Ilya  a aussi parlé avec un migrant africain d'Afrique du sud qui avait déménagé à Moscou pour diriger une discothèque. Il était clairement inquiet des conséquences du reportage:

Было видно, что к прессе у него очень подозрительное отношение. . . «Мы собираемся подавать в суд на них», — заявил он. «Они все переврали. Здесь живет много африканцев из разных стран, и все всегда жили спокойно, а они там наговорили непонятно что. Я не понимаю, зачем надо так врать».

Il était clair qu'il avait une vision très négative de la presse. “Nous avons l'intention de les poursuivre en justice”, a-t-il dit. “Ils ont tout déformé. De nombreux Africains provenant de différents pays vivent ici, et nous avons toujours vécu en paix, ensuite, ils écrivent ce genre de choses. Je ne comprends pas pourquoi il faut mentir ainsi.”

Pourquoi Vesti-FM diffuse-t-il ce genre de fausses informations ?

Si les résidents blonds de ce faubourg tranquille n'étaient pas terrorisés, qu'est-ce qui pourrait avoir motivé Mme Krikheli et Vesti FM à diffuser ce genre de désinformation raciste ? Varlamov observe :

зачем серьезной государственной радиокомпании надо раздувать абсолютно несуществующую в реальности проблему? Да еще описывать все в таких страшных красках? Ради сенсации? И как у журналистки, готовившей материал, обстоит дело с журналистской этикой? Слышала ли она об ответственности за разжигание межнациональной розни?

Pour quelle raison une station de radio gouvernementale sérieuse aurait-elle eu besoin de monter un problème inexistant ? Et pour le dépeindre de si effrayantes couleurs ? Juste pour le gout du  sensationnalisme ? Et une journaliste, enquêtant pour un reportage, n'a-t-elle pas d'éthique professionnelle ? A-t-elle entendu parler de la responsabilité d'attiser les conflits inter-ethniques ?

Bien qu'il soit peu probable qu'une réponse définitive puisse jamais sortir du monde trouble de la désinformation russe, une forte possibilité est que cette série d'articles a été payé par des intérêts privés (une possibilité : les entreprises de construction) qui ont un intérêt à modeler des opiniions anti-immigration envers les migrants africains. Il y a quelques indices dans les articles de Mme Khrikeli eux-mêmes. Voici un extrait :

Анастасия говорит, что жизнь рядом с мигрантами из стран СНГ ни в какое сравнение не идет – они просто ангелы на фоне африканского народа, заполонившего подмосковные Люберцы. “Что вы, таджики и узбеки – тихие, спокойные, никогда не собираются большими компаниями, не шумят. Африканцы же всегда после себя столько мусора оставляют. Очень плохо мы живем здесь”, – отмечает она.

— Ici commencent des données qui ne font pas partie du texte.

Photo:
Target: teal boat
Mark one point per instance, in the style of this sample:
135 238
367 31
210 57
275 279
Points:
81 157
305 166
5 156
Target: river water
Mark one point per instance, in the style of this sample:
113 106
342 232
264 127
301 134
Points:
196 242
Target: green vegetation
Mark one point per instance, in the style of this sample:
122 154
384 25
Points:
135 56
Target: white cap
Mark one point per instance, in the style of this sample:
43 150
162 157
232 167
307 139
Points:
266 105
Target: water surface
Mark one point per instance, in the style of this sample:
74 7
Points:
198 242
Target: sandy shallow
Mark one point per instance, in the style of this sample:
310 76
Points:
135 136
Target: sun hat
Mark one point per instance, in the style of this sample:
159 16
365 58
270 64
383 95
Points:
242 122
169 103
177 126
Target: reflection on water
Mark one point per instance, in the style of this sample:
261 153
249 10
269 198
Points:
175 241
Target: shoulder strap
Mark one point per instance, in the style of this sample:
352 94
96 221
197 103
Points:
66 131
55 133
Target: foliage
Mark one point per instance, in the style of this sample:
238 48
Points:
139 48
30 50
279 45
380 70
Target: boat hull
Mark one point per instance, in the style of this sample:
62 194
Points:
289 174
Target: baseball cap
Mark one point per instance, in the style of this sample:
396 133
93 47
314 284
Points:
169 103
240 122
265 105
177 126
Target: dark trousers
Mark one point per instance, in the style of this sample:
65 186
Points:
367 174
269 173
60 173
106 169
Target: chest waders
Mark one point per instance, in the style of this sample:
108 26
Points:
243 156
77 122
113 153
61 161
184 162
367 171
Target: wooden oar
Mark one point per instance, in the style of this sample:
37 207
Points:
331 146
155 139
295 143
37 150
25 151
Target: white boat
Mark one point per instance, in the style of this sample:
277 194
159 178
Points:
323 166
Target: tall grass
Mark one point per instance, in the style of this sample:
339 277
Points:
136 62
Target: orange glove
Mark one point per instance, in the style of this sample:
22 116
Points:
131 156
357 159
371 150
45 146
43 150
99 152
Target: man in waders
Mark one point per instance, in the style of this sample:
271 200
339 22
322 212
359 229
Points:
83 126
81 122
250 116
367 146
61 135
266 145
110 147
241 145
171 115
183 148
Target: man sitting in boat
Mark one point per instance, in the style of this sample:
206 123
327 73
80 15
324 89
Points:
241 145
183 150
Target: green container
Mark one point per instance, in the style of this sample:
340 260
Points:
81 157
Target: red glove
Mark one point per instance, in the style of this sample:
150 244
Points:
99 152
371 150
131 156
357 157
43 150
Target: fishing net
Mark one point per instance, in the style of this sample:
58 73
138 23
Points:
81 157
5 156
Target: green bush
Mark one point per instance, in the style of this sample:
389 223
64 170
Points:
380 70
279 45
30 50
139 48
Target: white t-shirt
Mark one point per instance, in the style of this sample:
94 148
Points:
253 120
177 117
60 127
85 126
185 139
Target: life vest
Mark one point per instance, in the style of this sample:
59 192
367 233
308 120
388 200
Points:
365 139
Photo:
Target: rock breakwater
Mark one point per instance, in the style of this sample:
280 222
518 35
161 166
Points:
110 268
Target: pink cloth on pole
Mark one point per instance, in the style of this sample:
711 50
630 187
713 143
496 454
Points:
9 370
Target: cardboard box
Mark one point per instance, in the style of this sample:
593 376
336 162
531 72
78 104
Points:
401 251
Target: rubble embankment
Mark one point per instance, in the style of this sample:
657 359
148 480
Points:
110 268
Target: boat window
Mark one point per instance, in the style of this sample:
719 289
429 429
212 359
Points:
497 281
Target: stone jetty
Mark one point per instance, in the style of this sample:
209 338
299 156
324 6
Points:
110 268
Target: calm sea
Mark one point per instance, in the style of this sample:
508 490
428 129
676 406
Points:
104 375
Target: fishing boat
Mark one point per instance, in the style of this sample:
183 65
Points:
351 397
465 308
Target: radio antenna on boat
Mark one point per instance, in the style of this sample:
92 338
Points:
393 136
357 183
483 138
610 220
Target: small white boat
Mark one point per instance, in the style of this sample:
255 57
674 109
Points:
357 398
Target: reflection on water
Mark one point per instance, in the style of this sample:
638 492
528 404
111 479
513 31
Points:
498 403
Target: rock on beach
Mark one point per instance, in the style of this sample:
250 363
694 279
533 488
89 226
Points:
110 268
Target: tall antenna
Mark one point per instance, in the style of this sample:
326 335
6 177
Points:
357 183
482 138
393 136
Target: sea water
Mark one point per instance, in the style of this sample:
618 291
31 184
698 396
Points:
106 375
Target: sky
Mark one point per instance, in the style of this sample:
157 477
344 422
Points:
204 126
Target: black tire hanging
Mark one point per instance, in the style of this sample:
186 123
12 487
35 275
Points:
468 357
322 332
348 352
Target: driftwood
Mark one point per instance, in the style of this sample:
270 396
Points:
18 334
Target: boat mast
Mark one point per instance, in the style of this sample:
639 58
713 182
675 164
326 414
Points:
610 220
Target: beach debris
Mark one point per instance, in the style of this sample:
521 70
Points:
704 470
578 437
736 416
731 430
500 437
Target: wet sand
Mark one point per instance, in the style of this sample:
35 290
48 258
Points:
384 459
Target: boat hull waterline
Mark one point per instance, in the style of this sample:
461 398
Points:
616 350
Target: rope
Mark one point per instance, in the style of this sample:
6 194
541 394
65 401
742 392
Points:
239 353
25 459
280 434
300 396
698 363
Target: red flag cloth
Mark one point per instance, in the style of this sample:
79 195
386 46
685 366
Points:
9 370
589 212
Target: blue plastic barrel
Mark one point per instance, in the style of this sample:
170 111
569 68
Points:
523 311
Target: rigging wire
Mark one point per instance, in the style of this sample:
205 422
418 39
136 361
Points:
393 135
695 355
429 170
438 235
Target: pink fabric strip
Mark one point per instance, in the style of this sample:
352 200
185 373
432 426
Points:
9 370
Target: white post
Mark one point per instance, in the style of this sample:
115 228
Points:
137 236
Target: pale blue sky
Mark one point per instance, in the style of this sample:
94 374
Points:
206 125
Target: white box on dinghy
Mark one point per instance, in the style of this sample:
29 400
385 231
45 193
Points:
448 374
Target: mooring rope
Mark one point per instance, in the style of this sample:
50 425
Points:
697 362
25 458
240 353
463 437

Anastasia dit qu'il n'y a aucune comparaison entre ces immigrés africains et la vie à côté de migrants de pays de la CEI [anciennes républiques soviétiques comme le Tadjikistan et l'Ouzbékistan] – ils sont simplement des anges en comparaison avec les Africains, qui envahissent les faubourgs de Lioubertsy. “Les Tadjiks et les Ouzbeks sont calmes, paisibles, ne se rassemblent jamais en grand nombre, et ne font pas beaucoup de bruit. Les Africains laissent toujours des ordures partout. C'est terrible de vivre ici.”

Des articles sont apparus sur le web qui appuyaient cette explication. Un article sur le blog Islam News (Nouvelles de l'islam) proclame que les habitants de Lioubertsy  “regrettent maintenant amèrement la vie à côté des Tadjiks et des Ouzbeks.”

De nombreuses questions restent en suspens. Vesti FM appartenant à l'état, quel rôle a joué le gouvernement russe dans la publication de ces articles ? Quelle que soit l'explication,  les articles de Mme Krikheli sont un triste reflet de l'état de l'éthique journalistique dans les médias publics russes, ainsi que la facilité avec laquelle ils sont manipulés. Pour les immigrés africains de Lioubertsy, espérons que les répercussions s'arrêteront là.